Völkerball, Minigolf, Tischtennis: Die Berliner Club-Kultur entdeckt vergessene Freizeitvergnügen

Zum Glück ist der Ball weich. Sonst würden sich Kimberly Bradley und ihre Mitspieler vom amerikanischen Team beim Völkerballturnier am Oststrand blaue Flecken holen. „Was nach Internationale, Frieden und Verständigung klingt, ist in Wirklichkeit ein kriegerisches Spiel“, sagt Matthias Böttger, Präsident des Weltstrand Völkerball Verbandes. „Man muss den Gegner abwerfen.“ Zum dritten Mal organisiert er mit Max Schumacher vom 28. bis zum 31. Juli das Völkerballturnier unter echten Völkern. Rheinländer, Amerikaner, Ibizenken und Schwaben dreschen den Schaumgummiball über das Netz. „Es gibt das Spiel fast überall auf der Welt, aber so gut wie keine Profis“, sagt Böttger.

Kimberly Bradley kennt „dodgeball“ aus der Grundschule im mittleren Westen der USA. „Man wird richtig nostalgisch“, sagt sie. Üben wird die sportliche 37-Jährige vorher nicht.
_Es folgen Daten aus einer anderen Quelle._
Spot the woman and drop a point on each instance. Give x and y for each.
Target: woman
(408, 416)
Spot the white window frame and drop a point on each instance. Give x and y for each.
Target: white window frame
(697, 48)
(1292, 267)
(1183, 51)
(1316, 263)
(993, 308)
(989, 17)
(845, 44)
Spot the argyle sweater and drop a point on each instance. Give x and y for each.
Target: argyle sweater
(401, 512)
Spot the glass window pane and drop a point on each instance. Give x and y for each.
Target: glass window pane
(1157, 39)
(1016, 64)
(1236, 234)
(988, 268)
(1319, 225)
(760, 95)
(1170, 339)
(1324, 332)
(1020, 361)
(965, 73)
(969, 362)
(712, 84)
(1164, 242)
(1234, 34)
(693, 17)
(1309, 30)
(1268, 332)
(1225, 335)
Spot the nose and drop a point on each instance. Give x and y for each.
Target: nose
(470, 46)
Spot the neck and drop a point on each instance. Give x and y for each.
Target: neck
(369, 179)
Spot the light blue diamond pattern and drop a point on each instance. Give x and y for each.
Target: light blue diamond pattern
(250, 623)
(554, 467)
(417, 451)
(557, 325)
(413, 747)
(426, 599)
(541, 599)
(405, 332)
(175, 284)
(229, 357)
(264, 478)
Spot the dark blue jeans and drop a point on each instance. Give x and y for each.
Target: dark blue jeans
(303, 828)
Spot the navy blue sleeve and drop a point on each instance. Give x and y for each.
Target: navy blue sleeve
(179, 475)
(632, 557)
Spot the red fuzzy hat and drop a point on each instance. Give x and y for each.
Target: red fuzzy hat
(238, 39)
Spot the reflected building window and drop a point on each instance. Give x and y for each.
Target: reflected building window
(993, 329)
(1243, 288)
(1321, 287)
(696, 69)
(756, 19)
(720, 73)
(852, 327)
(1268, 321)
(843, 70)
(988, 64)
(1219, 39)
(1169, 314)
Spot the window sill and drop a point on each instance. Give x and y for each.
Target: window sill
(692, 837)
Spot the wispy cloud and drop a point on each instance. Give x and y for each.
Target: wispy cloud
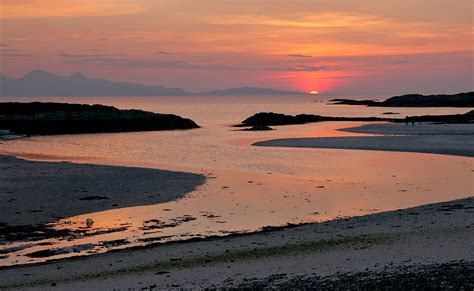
(68, 55)
(323, 20)
(15, 9)
(299, 56)
(165, 53)
(101, 59)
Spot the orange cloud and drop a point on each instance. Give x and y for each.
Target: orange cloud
(23, 9)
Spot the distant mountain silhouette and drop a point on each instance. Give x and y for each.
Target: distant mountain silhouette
(249, 91)
(41, 83)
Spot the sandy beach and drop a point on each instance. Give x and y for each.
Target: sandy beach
(51, 190)
(431, 241)
(425, 236)
(452, 139)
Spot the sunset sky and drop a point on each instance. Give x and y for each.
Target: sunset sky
(332, 46)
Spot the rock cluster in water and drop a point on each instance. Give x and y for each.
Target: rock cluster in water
(39, 118)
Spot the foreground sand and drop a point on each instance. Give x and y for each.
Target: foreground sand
(427, 236)
(452, 139)
(431, 242)
(41, 192)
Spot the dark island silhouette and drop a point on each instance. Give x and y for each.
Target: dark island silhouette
(415, 100)
(38, 118)
(40, 83)
(262, 120)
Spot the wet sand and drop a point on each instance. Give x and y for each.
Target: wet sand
(426, 236)
(451, 139)
(42, 192)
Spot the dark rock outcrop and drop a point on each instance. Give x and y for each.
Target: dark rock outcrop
(352, 102)
(416, 100)
(271, 118)
(467, 117)
(38, 118)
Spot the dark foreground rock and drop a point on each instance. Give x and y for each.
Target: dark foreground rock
(62, 118)
(270, 118)
(449, 276)
(265, 119)
(416, 100)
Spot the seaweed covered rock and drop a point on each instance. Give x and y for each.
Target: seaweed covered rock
(39, 118)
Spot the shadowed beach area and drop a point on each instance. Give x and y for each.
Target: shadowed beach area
(448, 139)
(52, 190)
(403, 243)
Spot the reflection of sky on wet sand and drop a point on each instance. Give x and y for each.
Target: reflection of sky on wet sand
(247, 187)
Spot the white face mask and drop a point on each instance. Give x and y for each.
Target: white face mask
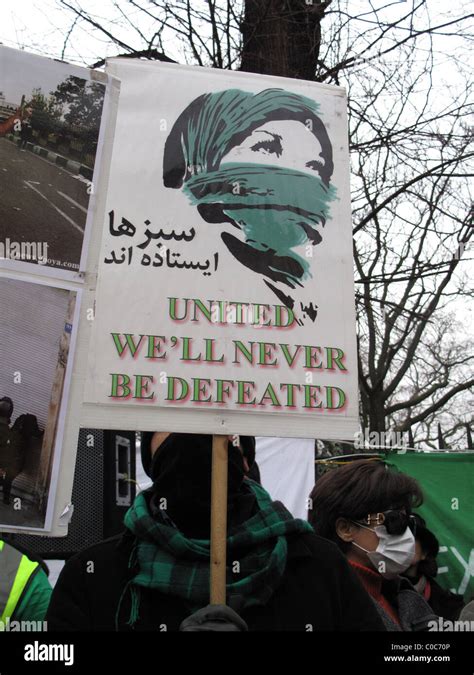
(394, 553)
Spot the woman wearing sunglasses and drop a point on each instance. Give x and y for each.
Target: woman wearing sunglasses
(365, 507)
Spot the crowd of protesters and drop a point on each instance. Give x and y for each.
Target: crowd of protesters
(363, 561)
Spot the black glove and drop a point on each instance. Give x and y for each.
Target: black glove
(214, 618)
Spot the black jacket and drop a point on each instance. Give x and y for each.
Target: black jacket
(319, 592)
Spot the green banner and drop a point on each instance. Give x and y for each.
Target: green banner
(447, 480)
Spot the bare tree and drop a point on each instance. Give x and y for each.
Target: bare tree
(407, 77)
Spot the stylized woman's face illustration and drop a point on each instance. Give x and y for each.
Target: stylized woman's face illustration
(261, 162)
(274, 143)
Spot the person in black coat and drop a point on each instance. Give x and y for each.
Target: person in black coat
(423, 571)
(280, 575)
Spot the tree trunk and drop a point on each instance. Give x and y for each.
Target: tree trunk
(282, 37)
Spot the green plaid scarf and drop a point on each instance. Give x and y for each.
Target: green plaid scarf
(175, 565)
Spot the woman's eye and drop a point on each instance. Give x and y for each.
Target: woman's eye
(271, 146)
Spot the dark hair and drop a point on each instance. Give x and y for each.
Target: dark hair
(6, 407)
(356, 489)
(247, 444)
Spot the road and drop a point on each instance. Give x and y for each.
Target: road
(41, 202)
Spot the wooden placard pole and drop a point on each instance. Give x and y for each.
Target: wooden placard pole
(219, 519)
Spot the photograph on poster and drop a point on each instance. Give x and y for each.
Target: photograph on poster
(35, 335)
(50, 115)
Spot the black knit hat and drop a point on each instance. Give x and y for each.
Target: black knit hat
(247, 443)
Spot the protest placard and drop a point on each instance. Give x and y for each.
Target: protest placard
(225, 298)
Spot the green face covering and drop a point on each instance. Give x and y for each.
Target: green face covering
(276, 208)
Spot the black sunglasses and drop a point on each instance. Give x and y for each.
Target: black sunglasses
(395, 522)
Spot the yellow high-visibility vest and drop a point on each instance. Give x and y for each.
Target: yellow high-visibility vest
(16, 570)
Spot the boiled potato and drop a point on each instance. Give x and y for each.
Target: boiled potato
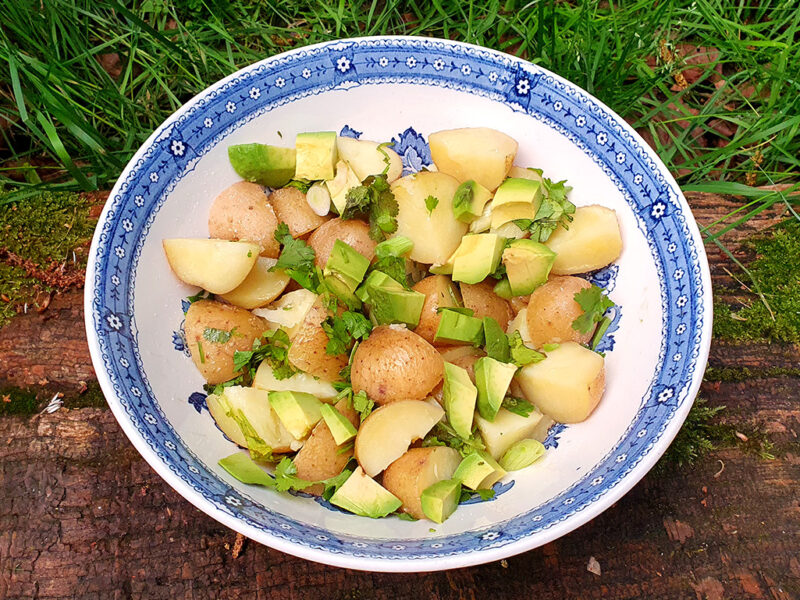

Mehr als über das Gewinnen zerbricht sie sich den Kopf darüber, welche landestypischen Gerichte sie während des Turniers anbieten wird. „Vielleicht Thunfischauflauf.“ Der Soundtrack steht bereits: Songs wie „Born In The USA“ und „Living In America“ werden die sonst ganz unpatriotische Amerikanerin anfeuern.

Auch andere Sportarten, an die sich viele nur schemenhaft aus der Grundschulzeit erinnern können, erleben eine Renaissance bei erwachsenen Freizeitathleten. Zum Beispiel Tischtennis. Bis zu 20 junge Menschen spielen im „Dr. Pong“ Abend für Abend Chinesisch, also die Rundlaufvariante des Pingpongs. Oliver Miller kam die Idee an einem eiskalten Wintertag, als er im Monbijoupark das Eis von der Platte kratzte, bevor er ein paar Runden spielen konnte.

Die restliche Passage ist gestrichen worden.